Test whether the PayID server is running by creating a PayID with this cURL command.

curl --location --request POST 'http://127.0.0.1:8081/users' --header 'PayID-API-Version: 2020-06-16' --header 'Content-Type: application/json' --data-raw '{
"payId": "charlie$127.0.0.1",
"addresses": [
{
"paymentNetwork": "XRPL",
"environment": "TESTNET",
"details": {
"address": "rDk7FQvkQxQQNGTtfM2Fr66s7Nm3k87vdS"
}
}
]
}'

You should get a Created response.

Query the PayID server to make sure it resolves, using this cURL command.

curl http://127.0.0.1:8080/charlie -H "PayID-Version: 1.0" -H "Accept: application/xrpl-testnet+json"`

Start Prometheus

In this step, you will run prometheus in docker and configure it to scrape the PayID server’s metrics. To do this, you need to create a prometheus.yml file on the host machine and mount it in the docker container.

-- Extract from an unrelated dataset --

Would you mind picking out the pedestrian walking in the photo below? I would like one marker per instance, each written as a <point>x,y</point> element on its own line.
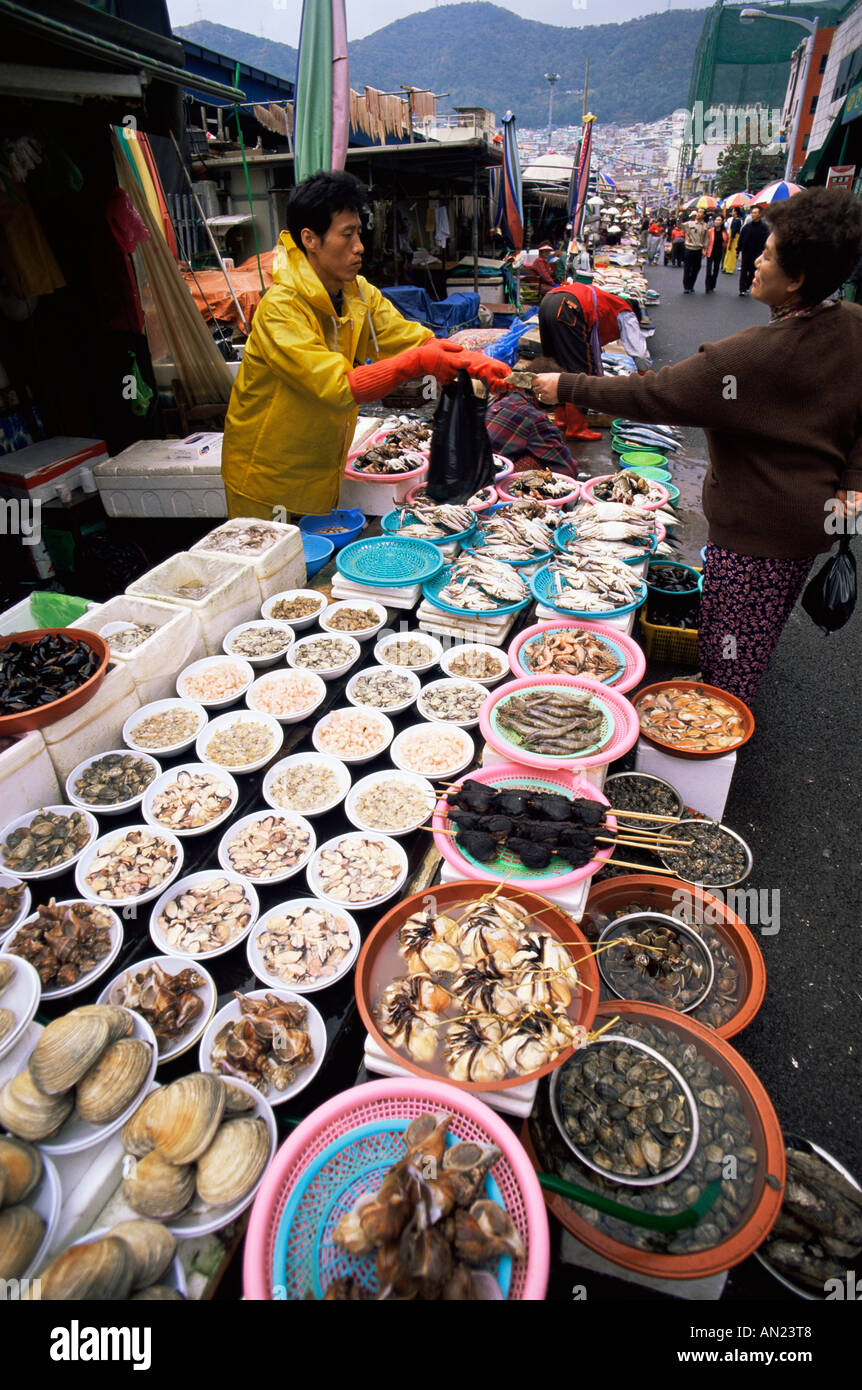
<point>716,245</point>
<point>752,239</point>
<point>784,445</point>
<point>697,232</point>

Create a file named prometheus.yml with these contents.

global:
scrape_interval: 15s # Set the scrape interval to every 15 seconds. Default is every 1 minute.
evaluation_interval: 15s # Evaluate rules every 15 seconds. The default is every 1 minute.
scrape_configs:
- job_name: 'payid-metric'
honor_labels: true
static_configs:
- targets: ['payid-server:8081']

Start the docker container:

docker run -d --network payid-network -p 9090:9090 -v $PWD/prometheus.yml:/etc/prometheus/prometheus.yml prom/prometheus`

You can verify Prometheus is running by opening http://localhost:9090/graph in a browser.

You can verify metrics collection metrics are being collected by entering the following expression into the form:

sum(payid_count)

Click Execute. If successful, the results look like this:

PayID Metrics setup and configuration

Click the Graph tab to display the results in graph format.

Here are some other example expressions:

  • sum(payid_count) by (paymentNetwork) - Sum of payid count by payment network, such as XRPL, BTC, and so forth.
  • sum(payid_lookup_request) - Total number of payid lookup requests.
  • rate(payid_lookup_request[5m]) - Rate of payid lookup requests per second.